We had a rule when it came to breakfast cereals when I was growing up. Only three boxes of cereal were allowed to be open at one time, only one of which could be a sugar cereal. The three boxes of cereal I can understand, its to keep the cereal from going stale. The one sugar cereal I kinda get, you don't want to encourage your kids to always be eating sweets, but then again, we would have donuts for breakfast about once a month, and there is no way you can convince me (except when I am trying to convince my wife) that donuts are healthy.
Another completely irrational cereal rule was that we could put one spoonful of sugar on a non-sugar cereal (to make it more palatable), but none on a sugar cereal. So the other day I decided to test out my parents wisdom. I chose Corn Flakes and Sugar Pops as my two cereals. Corn Flakes has 3 grams of sugar per serving (of course the way my brothers and I pour cereal, there is probably 6 grams of sugar per serving). Sugar Pops has 10 grams (20 grams the way we pour sugar). So how much in a spoonful of sugar? I weighed a spoonful of white granulated sugar and came up with a mass of 14 grams. So even accounting for the extra large bowl of cereal we had, the way we ate it there was just as much sugar in a "non-sugar" cereal as there was in a "sugar" cereal. Why not just let your kids have whatever cereal they want? That is what I do now.
Parents come up with all sorts of crazy rules to try and reign in our kids. Growing up you recognize this and swear that you will never do that when you are a parent, and then you find yourself doing the exact thing you swore to high heaven would never happen. Turns out, kids have a mind of their own and without rules (sometimes even with rules), they would probably get themselves run over or worse. I never wore a bicycle helmet growing up, not even in the Boy Scout Road Rallies I attended. My wife is adamant about our kids wearing their bicycle helmets, I'm OK with that. She feels it makes them safer (and it probably does in a small statistical way), so I don't fight it.
Every now and then I try to purge myself of the crazy rules that my parents ingrained in me. It usually doesn't work. You could almost say that parenting is sort of like brainwashing your kids into doing what you think is right for society. Without the brainwashing, you never know how the kids will turn out. And right now, with the chaos they already cause around the house, I want to hang on to as much control as I can.

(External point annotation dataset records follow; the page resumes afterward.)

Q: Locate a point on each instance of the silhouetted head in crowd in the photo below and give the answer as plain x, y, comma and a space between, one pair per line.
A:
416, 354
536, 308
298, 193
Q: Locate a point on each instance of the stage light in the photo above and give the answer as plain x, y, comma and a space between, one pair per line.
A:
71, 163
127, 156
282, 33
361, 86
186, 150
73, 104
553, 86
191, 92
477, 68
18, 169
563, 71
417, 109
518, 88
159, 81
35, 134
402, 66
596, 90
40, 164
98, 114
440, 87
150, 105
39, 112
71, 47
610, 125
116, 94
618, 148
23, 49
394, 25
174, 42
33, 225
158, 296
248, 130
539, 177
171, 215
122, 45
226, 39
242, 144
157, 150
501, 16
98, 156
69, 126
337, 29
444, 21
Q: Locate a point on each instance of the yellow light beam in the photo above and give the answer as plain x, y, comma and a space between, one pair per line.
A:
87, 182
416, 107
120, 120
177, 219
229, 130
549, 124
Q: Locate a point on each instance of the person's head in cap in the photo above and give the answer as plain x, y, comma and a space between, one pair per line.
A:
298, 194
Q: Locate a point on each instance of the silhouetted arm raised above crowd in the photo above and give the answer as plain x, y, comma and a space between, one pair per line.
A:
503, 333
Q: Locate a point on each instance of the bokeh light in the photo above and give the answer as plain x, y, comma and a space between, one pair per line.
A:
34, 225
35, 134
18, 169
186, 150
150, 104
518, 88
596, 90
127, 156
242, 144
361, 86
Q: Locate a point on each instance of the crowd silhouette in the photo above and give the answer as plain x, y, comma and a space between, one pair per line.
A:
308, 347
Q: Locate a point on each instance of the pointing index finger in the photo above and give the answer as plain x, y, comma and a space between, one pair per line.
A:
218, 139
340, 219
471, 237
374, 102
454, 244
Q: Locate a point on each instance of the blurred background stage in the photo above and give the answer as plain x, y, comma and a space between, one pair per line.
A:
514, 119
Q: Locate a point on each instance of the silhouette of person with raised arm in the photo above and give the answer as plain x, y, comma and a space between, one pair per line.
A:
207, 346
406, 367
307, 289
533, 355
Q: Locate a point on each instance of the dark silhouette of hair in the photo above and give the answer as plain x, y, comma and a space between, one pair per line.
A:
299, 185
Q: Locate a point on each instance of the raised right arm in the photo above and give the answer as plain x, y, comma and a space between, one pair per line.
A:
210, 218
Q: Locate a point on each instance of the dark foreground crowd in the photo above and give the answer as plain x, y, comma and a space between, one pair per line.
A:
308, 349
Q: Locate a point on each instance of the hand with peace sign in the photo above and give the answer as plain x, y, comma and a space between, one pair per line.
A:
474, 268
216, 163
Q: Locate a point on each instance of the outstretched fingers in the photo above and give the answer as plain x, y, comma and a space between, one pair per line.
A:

I think there's as much merit in them learning to deal with rules they may or may not understand or agree with, as in any benefit of the rule by itself.
ReplyDeleteIn setting boundaries with kids, they get used to the existence of those boundaries and to the fact that there are consequences if they stray from them.
This can have a huge impact on preparing them for the relatively structured life they will encounter in the future.
It doesn't guarantee that they'll respond well to rules or abide by them...they are, after all, human and capable of acting outside their conditioning...but it does increase the chances that they'll be able to cope better in the future with a boss who sets arbitrary and nonsensical rules that they have to deal with.
It is important not to take it so far that you brainwash them into mindlessly following whatever a person in a position of authority tells them, but teaching them to pick their battles wisely can carry them far in life.
Parenting is always a balancing act.